NewsFood & Wine: As Restaurants Close, Farmers Find New Ways to Feed People

Posted Apr 07, 2020

The stay-at-home orders that swept the country in March and effectively forced the closure of the country’s restaurant industry have translated to economic disaster, not only for restaurants, but for many of the farmers that supply them. Zaid Kurdieh, an owner of Norwich Meadows Farm in Chenango County, New York, lost 60 percent of his business when the restaurants that he supplied abruptly shuttered. Overnight, he was forced to shift his focus from stocking high-end restaurant kitchens to contemplating a completely new business model. "Normally, I’m looking further down the road, but something can change 15 minutes from now that pushes the farm in a different direction," says Kurdieh. "There is zero compass to rely on."

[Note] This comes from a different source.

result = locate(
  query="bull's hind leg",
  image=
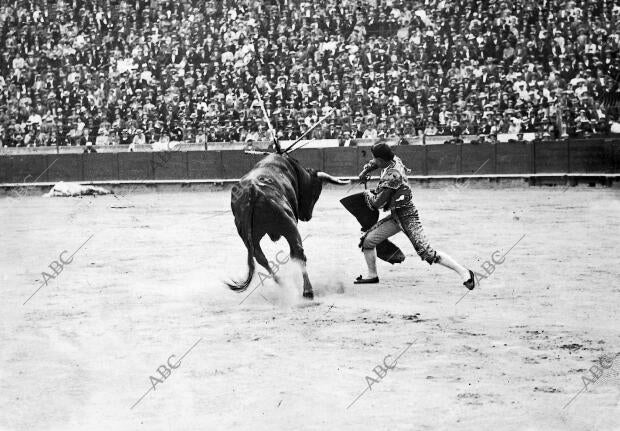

Like scores of farmers facing similarly confounding circumstances, Kurdieh is forging new ways to connect to consumers, and fast. He is ramping up sales for his CSA, which stands for Community Supported Agriculture, a system in which customers buy shares in a farm and reap the dividends in the form of weekly hauls of produce. In previous years, Kurdieh's CSA memberships were in decline. Now he’s teamed up with Our Harvest, an online platform that connects farms to consumers, and has been delivering boxes of produce to homes and pickup locations in greater New York since late March. 

Efforts like this are underway around the country. New York City Greenmarkets are collaborating with the app company Fellow Farmer to facilitate pre-paid orders and local deliveries. Chicago’s Green City Market developed an app that offers contactless delivery from 15 farmers and counting. Lancaster Farm Fresh Coop in Lancaster, Pennsylvania, has partnered with home delivery services in New York City, in addition to their own CSA. At The Market at Pepper Place in Birmingham, a new "contactless drive-thru" market recently launched—and Market Director Leigh Sloss-Corra is sharing learnings on the model with Farmers Market Coalition members across the country. In California, at the Santa Cruz Community Farmers' Market, Dirty Girl Produce started a CSA that allows customers to order online for pickup or home delivery. Other vendors, says Nesh Dhillon, Executive Director of Santa Cruz Community Farmers’ Markets, are following suit.